Dou a palavra…

a Michael Ondaatje, na obra O Doente Inglês, numa passagem que surge a propósito dos ventos… Leiam o resto, que não se irão arrepender.

«Há sempre milhões de toneladas de poeira no ar, tal como há milhões de partículas de ar na terra e mais seres vivos debaixo do solo (minhocas, larvas, criaturas subterrâneas) do que a pastar e a viver sobre ele. Heródoto relata a morte de vários exércitos tragados pelo simoon, e que nunca mais tornaram a ser vistos. Certa nação “tão irada ficou com este vento diabólico que lhe declarou guerra e marchou contra ele em boa ordem de batalha, para logo ficar repentina e completamente sepultada”.
Tempestades de poeira sob três formas. O turbilhão. A coluna. O lençol.
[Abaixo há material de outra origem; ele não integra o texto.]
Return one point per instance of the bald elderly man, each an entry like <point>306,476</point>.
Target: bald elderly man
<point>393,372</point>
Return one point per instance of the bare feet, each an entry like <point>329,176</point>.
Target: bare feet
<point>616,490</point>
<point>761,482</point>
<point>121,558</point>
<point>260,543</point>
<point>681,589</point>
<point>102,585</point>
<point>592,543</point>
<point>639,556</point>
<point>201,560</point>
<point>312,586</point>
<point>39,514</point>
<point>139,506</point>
Na primeira perde-se o horizonte. Na segunda é-se rodeado por “génios dançarinos”. A terceira, o lençol, é “cor de cobre. A natureza parece ficar toda em chamas”.»

in ONDAATJE, Michael, O Doente Inglês, «Ficção Universal», Publicações Dom Quixote, Lisboa, 1996, página 29

Sábado é dia de…

fotografia de Camila Massu in http://travel.nationalgeographic.com/, via Pinterest (Christine Emmerich)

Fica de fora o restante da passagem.